Raoul Janssen kreeg op 20 januari 2011 een Draaginsigne Gewonden uitgereikt van CKMar luitenant-generaal Dick van Putten. Voor Janssen vormt deze uitreiking een afronding van een twee jaar durende herstelperiode van een posttraumatische stressstoornis (PTSS).

Raoul groeide op in een gezin met 2 broers en 1 zus. Na de afronding van zijn MAVO kiest Raoul direct voor de Koninklijke Marechaussee. In 1993 gaat Raoul voor de 2e keer op uitzending naar voormalig Joegoslavië. Deze laatste uitzending maakt diepe indruk zo blijkt achteraf.

In 2008 wordt definitief de diagnose PTSS, oftewel Posttraumatische Stress Stoornis gesteld. Een zware periode volgt. Raoul besluit zijn verhaal op de schrijven en een eigen boek uit te brengen om aandacht te vragen voor het onderwerp.

Het kindertehuis

Het moment dat later het keerpunt in mijn leven blijkt te zijn, breekt aan wanneer ik met enkele collega’s naar een tehuis moet waarin tientallen zwaar lichamelijk en geestelijk gehandicapte kinderen aan hun lot zijn overgelaten uit vrees voor de naderende moslimtroepen. Het tehuis lag midden in de frontlijn tussen de aanvallende Moslims en het door Kroaten verdedigde Fojnica.
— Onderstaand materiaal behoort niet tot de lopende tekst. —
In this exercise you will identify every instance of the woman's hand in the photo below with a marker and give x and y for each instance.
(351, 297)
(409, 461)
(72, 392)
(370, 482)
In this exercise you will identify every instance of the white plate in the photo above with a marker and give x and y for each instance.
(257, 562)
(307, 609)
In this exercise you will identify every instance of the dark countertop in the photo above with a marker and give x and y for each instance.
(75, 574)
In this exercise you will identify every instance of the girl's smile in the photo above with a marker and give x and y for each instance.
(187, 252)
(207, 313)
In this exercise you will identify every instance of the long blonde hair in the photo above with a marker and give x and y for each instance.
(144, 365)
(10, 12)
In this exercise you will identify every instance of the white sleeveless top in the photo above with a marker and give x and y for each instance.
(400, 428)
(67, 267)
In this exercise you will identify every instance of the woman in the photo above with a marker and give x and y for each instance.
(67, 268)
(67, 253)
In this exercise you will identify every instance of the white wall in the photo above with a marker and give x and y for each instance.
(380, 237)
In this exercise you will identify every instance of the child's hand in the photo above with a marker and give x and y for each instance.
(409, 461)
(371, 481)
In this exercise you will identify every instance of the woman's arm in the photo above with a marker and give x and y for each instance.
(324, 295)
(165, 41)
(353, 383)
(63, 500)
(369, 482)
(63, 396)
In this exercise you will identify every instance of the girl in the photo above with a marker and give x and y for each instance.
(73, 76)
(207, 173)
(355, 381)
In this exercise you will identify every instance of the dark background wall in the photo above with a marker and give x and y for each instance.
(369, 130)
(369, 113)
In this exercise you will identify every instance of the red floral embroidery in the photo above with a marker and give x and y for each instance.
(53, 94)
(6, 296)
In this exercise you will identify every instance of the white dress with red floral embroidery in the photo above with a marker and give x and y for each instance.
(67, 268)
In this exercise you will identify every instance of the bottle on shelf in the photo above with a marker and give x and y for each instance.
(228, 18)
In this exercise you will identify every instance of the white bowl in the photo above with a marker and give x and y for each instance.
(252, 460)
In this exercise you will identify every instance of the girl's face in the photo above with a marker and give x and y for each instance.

‘Het gebouw stond in een voormalige frontlinie. De leiding had de benen genomen. Ik liep als een van de eersten naar binnen. De lucht van ontbindende lichamen en de stank van ontlasting kwam me tegemoet. Een jochie rende op me af, kennelijk blij dat hij iemand zag. Ik deed gauw mijn mondkapje af dat brak het ijs. Hij vloog me om de hals en we knuffelden, ook al konden we elkaar niet verstaan. Ik loop vervolgens een van de kamers binnen en kijk in elk bed. Overal liggen kinderen. Het jongste kind schat ik een paar maanden, het oudste een paar jaar. Mijn oog valt op een meisje van hooguit een jaar. Haar gezichtje is opvallend gaaf en schoon. Ik buig me naar haar toe. Maar dan deins ik terug. Ze slaapt niet; ze is dood’.